Fan enthusiasm hasn’t waned for Junior even as he’s stumbled through a disheartening final season that will end without a NASCAR Cup championship in his 18-year career. Earnhardt, a two-time Daytona 500 champion, has just one top-five finish this season and hasn’t finished better than 12th in his last 10 races in the No. 88 Chevrolet. When NASCAR’s version of the playoffs open Sunday at Chicagoland, Earnhardt starts with a more modest goal of finishing the season inside the top 20 in the standings.
“We should’ve run well all year and gotten ourselves into the playoffs for all of our fans,” he said.
Earnhardt has been feted at tracks all season, receiving donations in his name and framed photos of great moments. At Chicagoland, he cuddled a puppy as the track announced an $8,800 donation to a Chicago-based animal shelter.
Earnhardt has been plagued by concussions the last several years, and he missed half of last season recovering from a head injury.

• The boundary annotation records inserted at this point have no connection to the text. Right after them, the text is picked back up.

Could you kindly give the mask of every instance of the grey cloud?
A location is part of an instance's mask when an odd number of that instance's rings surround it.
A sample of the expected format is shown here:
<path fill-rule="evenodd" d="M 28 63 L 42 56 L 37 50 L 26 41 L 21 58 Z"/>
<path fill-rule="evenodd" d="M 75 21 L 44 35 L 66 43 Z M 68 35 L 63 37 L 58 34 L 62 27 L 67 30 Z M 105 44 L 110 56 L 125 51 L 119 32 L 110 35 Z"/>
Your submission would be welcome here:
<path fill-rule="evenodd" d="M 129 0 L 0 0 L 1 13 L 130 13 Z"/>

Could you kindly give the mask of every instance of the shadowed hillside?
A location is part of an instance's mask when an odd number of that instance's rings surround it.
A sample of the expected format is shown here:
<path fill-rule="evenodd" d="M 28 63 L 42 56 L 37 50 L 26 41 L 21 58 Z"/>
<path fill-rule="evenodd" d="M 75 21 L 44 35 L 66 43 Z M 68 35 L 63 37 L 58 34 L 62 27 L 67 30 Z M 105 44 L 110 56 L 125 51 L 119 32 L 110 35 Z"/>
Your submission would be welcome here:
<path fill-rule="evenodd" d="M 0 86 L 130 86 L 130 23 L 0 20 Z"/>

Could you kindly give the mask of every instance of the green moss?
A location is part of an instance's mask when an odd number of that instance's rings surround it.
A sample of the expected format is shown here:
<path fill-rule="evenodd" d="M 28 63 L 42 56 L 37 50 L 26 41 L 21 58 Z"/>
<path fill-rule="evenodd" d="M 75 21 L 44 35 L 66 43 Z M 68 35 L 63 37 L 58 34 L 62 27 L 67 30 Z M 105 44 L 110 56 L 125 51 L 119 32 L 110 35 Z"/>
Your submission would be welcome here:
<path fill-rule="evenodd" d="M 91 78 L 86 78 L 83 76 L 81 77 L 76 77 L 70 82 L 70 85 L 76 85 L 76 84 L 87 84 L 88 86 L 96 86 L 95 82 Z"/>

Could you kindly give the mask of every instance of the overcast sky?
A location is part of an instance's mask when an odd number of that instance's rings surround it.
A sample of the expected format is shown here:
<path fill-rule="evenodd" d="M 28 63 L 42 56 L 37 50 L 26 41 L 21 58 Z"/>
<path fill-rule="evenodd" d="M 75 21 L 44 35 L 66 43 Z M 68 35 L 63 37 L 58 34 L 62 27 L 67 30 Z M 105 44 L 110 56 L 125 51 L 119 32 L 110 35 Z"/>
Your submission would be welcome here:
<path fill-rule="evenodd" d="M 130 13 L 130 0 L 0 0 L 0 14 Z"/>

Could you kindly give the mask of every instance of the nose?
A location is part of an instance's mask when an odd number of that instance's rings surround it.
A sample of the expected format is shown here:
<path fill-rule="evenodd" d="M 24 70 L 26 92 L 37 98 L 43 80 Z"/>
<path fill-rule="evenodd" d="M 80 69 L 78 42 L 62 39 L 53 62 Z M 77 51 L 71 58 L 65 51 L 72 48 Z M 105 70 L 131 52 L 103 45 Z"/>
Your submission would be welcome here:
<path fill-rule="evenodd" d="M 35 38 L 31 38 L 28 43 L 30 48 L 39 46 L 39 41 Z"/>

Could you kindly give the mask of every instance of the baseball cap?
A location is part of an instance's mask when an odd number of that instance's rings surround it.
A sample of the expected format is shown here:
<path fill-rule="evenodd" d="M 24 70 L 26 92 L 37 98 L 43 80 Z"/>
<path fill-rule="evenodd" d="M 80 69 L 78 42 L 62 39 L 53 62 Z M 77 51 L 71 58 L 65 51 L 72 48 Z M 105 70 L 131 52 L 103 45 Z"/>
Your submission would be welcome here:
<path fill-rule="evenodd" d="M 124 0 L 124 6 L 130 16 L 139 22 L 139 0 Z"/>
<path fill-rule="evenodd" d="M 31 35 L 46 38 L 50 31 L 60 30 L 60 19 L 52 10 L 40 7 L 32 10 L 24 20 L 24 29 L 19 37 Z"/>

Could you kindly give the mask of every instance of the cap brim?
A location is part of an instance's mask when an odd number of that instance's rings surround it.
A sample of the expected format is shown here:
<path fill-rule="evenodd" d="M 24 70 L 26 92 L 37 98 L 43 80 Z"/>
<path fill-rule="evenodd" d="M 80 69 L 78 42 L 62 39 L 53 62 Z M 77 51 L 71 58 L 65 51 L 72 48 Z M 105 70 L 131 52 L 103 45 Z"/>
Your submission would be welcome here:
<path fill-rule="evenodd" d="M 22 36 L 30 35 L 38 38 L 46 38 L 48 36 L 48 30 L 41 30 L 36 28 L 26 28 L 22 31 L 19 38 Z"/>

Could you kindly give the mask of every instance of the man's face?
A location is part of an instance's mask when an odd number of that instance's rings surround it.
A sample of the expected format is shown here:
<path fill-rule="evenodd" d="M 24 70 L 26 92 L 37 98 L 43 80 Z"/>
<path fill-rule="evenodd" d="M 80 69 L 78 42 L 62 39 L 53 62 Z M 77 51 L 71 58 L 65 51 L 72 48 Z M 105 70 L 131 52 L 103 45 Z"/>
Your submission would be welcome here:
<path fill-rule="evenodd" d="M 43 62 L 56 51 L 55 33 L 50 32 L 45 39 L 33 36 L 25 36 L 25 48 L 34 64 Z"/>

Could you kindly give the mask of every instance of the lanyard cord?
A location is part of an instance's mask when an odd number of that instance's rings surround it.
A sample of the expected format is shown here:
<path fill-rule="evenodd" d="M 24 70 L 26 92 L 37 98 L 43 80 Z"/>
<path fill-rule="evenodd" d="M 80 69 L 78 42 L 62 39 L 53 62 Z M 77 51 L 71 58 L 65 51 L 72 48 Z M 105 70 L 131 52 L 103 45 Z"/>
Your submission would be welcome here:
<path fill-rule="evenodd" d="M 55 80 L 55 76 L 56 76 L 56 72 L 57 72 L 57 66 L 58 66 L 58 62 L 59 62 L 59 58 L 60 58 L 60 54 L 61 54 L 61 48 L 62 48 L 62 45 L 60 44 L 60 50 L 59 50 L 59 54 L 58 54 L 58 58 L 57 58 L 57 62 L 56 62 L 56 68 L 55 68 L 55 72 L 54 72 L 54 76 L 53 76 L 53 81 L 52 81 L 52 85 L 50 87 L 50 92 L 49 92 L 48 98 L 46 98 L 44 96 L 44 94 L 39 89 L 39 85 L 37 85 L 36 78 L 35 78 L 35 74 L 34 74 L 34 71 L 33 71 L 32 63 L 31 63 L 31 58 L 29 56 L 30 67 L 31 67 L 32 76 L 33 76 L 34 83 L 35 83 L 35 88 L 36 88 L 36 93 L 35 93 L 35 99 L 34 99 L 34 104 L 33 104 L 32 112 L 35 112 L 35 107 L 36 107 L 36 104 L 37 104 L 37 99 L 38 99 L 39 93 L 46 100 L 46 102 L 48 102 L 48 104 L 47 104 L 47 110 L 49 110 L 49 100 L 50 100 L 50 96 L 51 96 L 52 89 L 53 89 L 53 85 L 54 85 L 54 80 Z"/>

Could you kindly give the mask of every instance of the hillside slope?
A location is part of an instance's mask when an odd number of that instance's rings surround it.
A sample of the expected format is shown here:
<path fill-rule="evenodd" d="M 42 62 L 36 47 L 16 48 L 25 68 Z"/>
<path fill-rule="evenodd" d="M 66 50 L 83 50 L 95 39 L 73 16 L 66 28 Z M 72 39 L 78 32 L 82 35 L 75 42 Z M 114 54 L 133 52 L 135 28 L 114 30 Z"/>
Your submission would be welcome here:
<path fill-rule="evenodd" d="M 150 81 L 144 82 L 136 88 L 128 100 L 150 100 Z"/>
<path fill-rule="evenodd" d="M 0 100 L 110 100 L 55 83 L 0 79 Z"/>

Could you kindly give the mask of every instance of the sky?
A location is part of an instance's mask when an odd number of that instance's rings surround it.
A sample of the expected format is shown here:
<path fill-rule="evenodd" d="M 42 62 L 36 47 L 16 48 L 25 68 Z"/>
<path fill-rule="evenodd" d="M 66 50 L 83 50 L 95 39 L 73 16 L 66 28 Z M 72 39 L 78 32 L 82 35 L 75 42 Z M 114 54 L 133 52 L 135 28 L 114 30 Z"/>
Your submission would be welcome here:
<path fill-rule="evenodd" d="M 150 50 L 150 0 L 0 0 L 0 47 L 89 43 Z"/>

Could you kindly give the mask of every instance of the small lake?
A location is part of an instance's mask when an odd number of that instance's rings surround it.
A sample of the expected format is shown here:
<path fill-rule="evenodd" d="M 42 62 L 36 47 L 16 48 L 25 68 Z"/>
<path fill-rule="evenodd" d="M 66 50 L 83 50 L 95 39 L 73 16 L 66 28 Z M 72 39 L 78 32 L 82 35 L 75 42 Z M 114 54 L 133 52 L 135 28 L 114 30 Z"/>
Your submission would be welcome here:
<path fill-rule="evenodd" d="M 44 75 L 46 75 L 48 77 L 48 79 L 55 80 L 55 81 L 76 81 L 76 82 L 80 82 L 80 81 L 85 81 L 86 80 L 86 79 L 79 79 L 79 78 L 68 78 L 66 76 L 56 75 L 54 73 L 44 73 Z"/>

The winner of 26 career Cup races decided in the spring to call it quits this season.
A third-generation racer, Earnhardt turns 43 in October, is newly married and has said he wants to start a family.
Earnhardt is 22nd in points and qualified 20th for Sunday’s race. He has one career win at Chicagoland.
He is the latest — and biggest — star to leave NASCAR over the last three years, a brutal blow for a sport reeling from sagging attendance and sinking TV ratings.